Mais
c'est quoi, ça? Ça, la Vie? Ce truc informe que vous appelez la VIE? La
Vie, on a même pas le temps de la vivre. On bouffe, on dort, on pleure,
on désespère, on pollue et on pollue encore. On travaille. On crève. Et
ça, c'est pour les plus chanceux. Les moins chanceux naissent aussi au
monde en pleurant, comme les autres ; mais juste après, ils bouffent la
poussière. Ils se crèvent, à cinq ou six ans déjà, pour pouvoir très
maigrement nourrir une minorité de leur famille. Et ils rêvent et
désespèrent en entendant parler de cet Occident, de cette Europe, cette
merveilleuse Europe où les gens ne sont pas plus heureux, mais sans
doute plus cons. On a tous nos illusions. Mais elles sont toutes déçues
un jour ou l'autre.
C'est ça, la Vie? Cette fameuse vie que vous
vantez, et pour laquelle vous faites venir des enfants au monde? C'est
vrai, c'est tellement beau, il faut qu'ils voient ça. Venez, venez
petits. Ne hurlez plus quand vous venez au monde, s'il-vous-plaît, avec
tous ces médias, tous ces pleurs, tous ces morts à enterrer, tous ces
cris, on ne s'entend déjà plus! Mais observez donc, observez bien.
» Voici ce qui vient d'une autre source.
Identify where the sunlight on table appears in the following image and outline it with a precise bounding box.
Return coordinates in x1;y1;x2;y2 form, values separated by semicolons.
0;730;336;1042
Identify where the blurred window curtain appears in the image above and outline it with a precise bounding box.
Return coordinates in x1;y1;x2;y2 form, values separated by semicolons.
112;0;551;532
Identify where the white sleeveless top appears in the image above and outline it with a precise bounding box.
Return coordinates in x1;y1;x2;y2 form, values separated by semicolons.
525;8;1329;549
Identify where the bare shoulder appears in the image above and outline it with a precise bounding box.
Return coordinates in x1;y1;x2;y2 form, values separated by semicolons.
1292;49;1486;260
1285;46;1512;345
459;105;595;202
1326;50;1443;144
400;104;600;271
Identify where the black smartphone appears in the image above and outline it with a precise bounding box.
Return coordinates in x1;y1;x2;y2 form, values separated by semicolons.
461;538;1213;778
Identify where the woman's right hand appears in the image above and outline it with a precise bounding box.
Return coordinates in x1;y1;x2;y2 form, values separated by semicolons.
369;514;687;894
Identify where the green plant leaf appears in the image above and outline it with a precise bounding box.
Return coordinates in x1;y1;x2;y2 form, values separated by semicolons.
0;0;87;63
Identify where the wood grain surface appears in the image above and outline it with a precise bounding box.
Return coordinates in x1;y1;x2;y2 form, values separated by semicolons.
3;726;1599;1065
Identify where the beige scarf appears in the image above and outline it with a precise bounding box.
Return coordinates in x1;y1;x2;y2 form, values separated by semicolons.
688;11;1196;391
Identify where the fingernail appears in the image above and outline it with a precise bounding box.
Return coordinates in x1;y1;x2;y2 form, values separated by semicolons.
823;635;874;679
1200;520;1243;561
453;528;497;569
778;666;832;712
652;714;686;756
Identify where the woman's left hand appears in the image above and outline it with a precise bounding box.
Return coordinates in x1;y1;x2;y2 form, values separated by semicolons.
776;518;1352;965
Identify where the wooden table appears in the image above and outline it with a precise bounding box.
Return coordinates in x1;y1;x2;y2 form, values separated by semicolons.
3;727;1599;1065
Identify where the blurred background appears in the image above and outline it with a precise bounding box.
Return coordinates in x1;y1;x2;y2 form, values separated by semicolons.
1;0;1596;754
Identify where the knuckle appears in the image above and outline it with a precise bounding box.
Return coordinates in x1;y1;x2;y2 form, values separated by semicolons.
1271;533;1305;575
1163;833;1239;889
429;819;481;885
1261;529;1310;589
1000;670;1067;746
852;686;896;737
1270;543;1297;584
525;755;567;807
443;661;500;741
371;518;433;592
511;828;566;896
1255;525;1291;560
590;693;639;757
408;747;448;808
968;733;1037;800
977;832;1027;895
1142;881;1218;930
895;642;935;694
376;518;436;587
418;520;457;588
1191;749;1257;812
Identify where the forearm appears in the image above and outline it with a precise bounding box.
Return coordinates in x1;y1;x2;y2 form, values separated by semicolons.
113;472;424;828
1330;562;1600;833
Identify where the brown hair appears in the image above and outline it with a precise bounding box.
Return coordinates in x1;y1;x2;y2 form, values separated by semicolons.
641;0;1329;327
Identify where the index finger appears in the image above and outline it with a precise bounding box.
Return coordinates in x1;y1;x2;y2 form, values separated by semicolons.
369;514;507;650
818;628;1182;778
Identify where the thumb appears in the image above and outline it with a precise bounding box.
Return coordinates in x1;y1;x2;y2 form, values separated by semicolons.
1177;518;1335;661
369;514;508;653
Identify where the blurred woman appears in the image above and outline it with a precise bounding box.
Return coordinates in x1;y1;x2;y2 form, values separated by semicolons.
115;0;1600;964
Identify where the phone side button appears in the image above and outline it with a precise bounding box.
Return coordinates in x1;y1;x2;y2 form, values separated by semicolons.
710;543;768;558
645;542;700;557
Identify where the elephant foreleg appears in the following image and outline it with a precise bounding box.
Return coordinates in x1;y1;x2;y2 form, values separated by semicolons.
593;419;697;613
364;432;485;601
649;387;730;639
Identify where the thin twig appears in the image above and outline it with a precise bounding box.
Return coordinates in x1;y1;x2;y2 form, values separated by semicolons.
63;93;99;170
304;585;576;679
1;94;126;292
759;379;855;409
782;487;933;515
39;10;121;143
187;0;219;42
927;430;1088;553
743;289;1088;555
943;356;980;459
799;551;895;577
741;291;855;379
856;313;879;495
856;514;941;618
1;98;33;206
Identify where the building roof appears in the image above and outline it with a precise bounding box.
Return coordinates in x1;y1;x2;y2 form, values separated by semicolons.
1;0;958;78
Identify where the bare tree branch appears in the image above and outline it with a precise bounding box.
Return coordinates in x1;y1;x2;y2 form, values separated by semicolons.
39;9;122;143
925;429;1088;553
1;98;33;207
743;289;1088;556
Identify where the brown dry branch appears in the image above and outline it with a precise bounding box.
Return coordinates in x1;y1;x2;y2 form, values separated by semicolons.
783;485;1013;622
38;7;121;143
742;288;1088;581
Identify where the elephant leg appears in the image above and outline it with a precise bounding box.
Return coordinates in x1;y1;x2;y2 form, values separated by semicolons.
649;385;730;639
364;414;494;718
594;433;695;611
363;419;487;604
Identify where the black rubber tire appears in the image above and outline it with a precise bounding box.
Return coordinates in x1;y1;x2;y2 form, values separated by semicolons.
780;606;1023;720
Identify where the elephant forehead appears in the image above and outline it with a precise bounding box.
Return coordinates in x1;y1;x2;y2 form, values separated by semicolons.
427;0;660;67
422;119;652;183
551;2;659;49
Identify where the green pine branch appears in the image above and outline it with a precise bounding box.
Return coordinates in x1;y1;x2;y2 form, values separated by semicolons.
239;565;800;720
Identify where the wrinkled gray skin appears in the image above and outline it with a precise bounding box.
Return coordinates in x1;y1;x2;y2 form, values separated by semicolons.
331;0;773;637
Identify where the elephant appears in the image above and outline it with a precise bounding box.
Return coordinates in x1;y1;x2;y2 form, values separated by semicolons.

Observez la fleur qui se fane - la nappe phréatique qui la faisait
vivre a été polluée par l'homme ; observez les enfants qui meurent de
faim, quand vos joues sont trop bouffies ; observez le nombre de morts
qu'il y a chaque jour sur terre, et je ne parle encore que des hommes,
observez-les bien, car vous ne saurez pas les compter ; observez,
observez bien comment UN animal, celui qui se croit le plus
intelligent, le plus fort, le plus tout, a réussi - en tout cas le
croit-il - à dompter la nature. Dompter, ce devrait être apprivoiser.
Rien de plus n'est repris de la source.